About the Author: Based in London, Daniel Litvin has degress in philosophy, politics and economics from the London School of Economics and Oxford University. He specialized in human rights policy with Rio Tinto (a mining MNC) where he was the CSR agent. He is also a former, prize-winning environment and resources correspondent for The Economist.



Empires of Profit deals with a topic that is especially relevant today - the spread of western style capitalism across the world , and the responses it evokes in the developing, and to a lesser extent, in the developed, countries. The propagators of capitalism today are the multinational corporations; and some of them wield more economic power than many countries. More and more, multinational touch the lives of people around the world - they provide employment, goods and services, exploit natural resources, pay taxes, and influence public opinion and government policies. Today, it would be difficult to find a country where multinationals do not operate.

The book looks at the more unsavory aspects of multinationals - their "social and political machinations" in developing countries, and the consequences of these machinations to the companies and the countries involved. Rather than the present, the author looks to the past - beginning with that mother of all multinationals, the English East India Company - to draw his conclusions. While many of the companies he discusses do not exist any longer, or have been transformed considerably, the consequences of their actions live on - the author cites instances such as the protests against McDonalds in India, as signs of lingering suspicions about the motives and methods of multinationals, based on Indian experiences with the East India Company and British imperialism.

Daniel Litwin appears to be well qualified to write a book on the impact of multinationals on societies. He has degrees in anthropology and development from the London School of Economics, and in philosophy, politics and economics from Oxford University. He has also served as a policy advisor to Rio Tinto plc - a multinational that has often faced, and still faces, severe criticism for the impact of its activities on the developing world. Although he writes that the book has nothing to do with Rio Tinto, his stint with the company may well have spurred him on to take a closer look at multinationals and their impact on the societies in their host countries.

The book is structured chronologically, and is divided into four parts. The first part deals with the first wave of foreign investment in modern times in (what are now) poor countries, and describes the activities of two multinationals from the British Empire - The English East India Company and the British South Africa Company. The second part of the book talks about the South Manchurian Railway and the United Fruit Company - multinationals from a later period, and from two later imperial powers, America and Japan.

Part three deals with the backlash in the host countries to the multinationals and what had by then come to be perceived as commercial imperialism. This backlash was characterized by a reassertion of economic independence by countries which had recently won political independence from their colonial masters. The companies discussed in the section (Aramco in Saudi Arabia, an Italian firm in Iran, and a Belgian firm in Congo) faced setbacks in their host countries, but were quick to attempt to reenter the countries when the backlash petered out and the globalization process resumed with greater vigor.
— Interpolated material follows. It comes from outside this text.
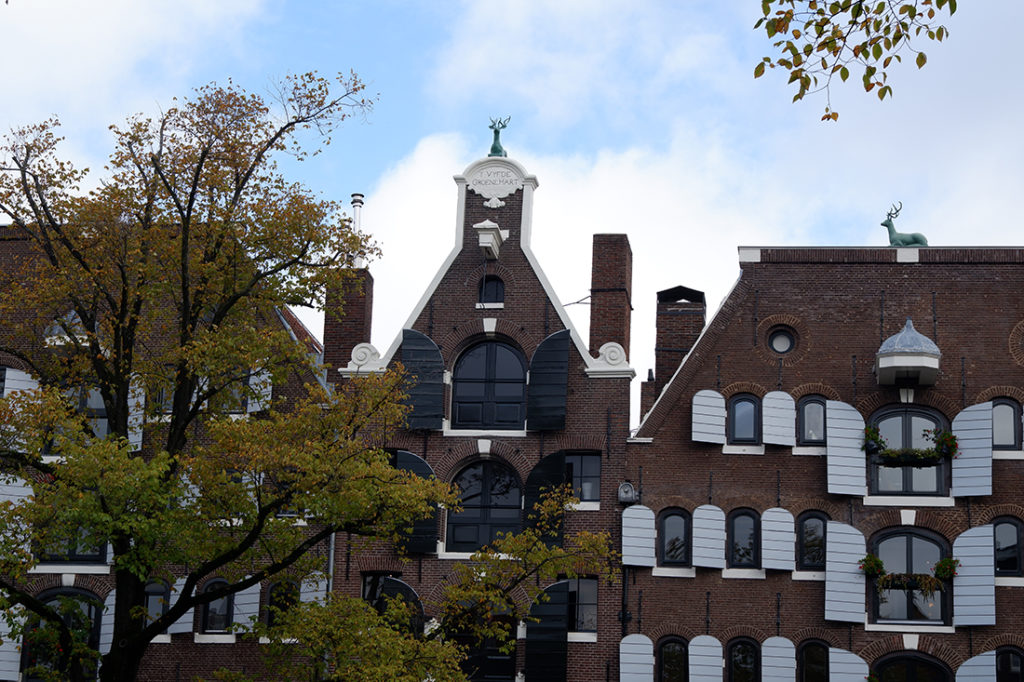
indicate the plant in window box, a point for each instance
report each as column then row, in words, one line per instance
column 872, row 566
column 944, row 569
This is the subject of the fourth part of the book "Resurgence", which discusses the tremendous increase foreign investment in poorer countries being witnessed now, and the countervailing pressures from the societies of these host countries and the home countries of the multinationals. In this phase, developing country governments which had so recently been vehemently opposed to foreign investment began to actively work to attract foreign multinationals. There are several strands of thought running through the book; one such is the theme of the inadequacy of the structures, systems and policies of the multinationals, to deal with nuances and complexities of the societies they operate in. According to Litwin, whether or not multinationals are giants at whose feet "creation trembles", they are also "inherently clumsy, partially sighted giants, which often wield tools too blunt for the job at hand."

Lack of local knowledge and the consequent insensitivity to local culture and society were the greatest weaknesses of the organizations described in the book.